Almost 4,000 people have taken part in a charity walk in memory of former Northern Ireland deputy first minister Martin McGuinness who died a year ago.

The event, which was organised by his family, is expected to raise tens of thousands of pounds for cancer care services and research in the North West.

Proceeds from the walk are going towards the Altnagelvin Hospital Cancer Care Centre, where McGuinness spent his final days.

Some of the funds raised will go towards research into amyloidosis, the rare disease that killed him just three months after diagnosis.

Sinn Féin deputy leader Michelle O'Neill said the number of people attending the walk was a reflection of the esteem in which McGuinness was held.

"I think the fact that thousands of people have come here today shows the high esteem in which martin was held, not just by republicans but he obviously had a reach out to many people across society so I think you’ll see that reflected in the number of people coming today," she said.
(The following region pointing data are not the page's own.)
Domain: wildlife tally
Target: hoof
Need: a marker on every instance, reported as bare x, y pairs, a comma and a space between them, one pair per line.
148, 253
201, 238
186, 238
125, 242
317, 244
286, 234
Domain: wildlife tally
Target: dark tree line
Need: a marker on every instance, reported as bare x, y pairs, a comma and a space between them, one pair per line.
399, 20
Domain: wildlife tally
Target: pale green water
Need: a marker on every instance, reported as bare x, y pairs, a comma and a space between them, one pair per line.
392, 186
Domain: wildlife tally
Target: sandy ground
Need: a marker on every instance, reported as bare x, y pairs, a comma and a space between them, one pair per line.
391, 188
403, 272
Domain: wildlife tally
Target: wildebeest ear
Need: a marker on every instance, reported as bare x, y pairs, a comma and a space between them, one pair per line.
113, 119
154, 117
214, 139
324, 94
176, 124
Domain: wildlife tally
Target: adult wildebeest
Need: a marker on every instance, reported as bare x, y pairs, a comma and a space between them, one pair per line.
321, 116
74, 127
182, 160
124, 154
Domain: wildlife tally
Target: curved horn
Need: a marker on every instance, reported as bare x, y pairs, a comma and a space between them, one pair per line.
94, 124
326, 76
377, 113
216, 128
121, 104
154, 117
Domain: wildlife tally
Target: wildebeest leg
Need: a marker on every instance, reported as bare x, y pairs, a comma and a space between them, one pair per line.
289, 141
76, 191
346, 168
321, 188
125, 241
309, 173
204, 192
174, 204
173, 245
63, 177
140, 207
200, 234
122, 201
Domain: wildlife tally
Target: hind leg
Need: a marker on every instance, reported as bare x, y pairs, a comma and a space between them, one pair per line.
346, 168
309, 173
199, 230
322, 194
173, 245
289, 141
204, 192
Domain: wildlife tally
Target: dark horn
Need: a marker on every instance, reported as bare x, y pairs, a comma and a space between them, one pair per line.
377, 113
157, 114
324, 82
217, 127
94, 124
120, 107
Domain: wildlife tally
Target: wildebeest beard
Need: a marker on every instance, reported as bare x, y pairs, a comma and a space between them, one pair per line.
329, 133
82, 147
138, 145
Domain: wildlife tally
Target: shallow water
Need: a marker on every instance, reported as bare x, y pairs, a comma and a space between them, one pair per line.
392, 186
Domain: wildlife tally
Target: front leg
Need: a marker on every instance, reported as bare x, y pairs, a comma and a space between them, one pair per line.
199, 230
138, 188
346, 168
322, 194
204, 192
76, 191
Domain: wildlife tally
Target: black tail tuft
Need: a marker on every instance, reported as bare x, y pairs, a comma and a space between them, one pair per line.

The walk was led by Martin McGuinness' widow Bernie, as well as their four children and family members.

The rain held off as the crowds began to gather at the Free Derry corner for the event, which saw them walk towards the Donegal border.

The former deputy first minister and his wife often walked that same route, passing the Inisown peninsula and heading towards the ancient fort at Grianán an Aileach.

Each of the participants were given a commemorative medal for taking part in the seven mile walk.

The McGuinness family this evening extended their thanks to all those who helped make the walk a success.

Fiachra McGuinness said: "On behalf of our entire family I want to thank everyone who made today such a huge success.

"It was an incredible experience to see people turning out in their thousands to remember our father, to raise funds for the North West Cancer Centre and raise awareness of amyloidosis."

He added: "My father would be so proud and we are so grateful to you all."

Last Thursday in Stormont his family members were there when a portrait of Martin McGuinness was unveiled.

The portrait will be on view in the Parliament building, where there has been no power sharing administration since his decision to resign in January of last year collapsed the government.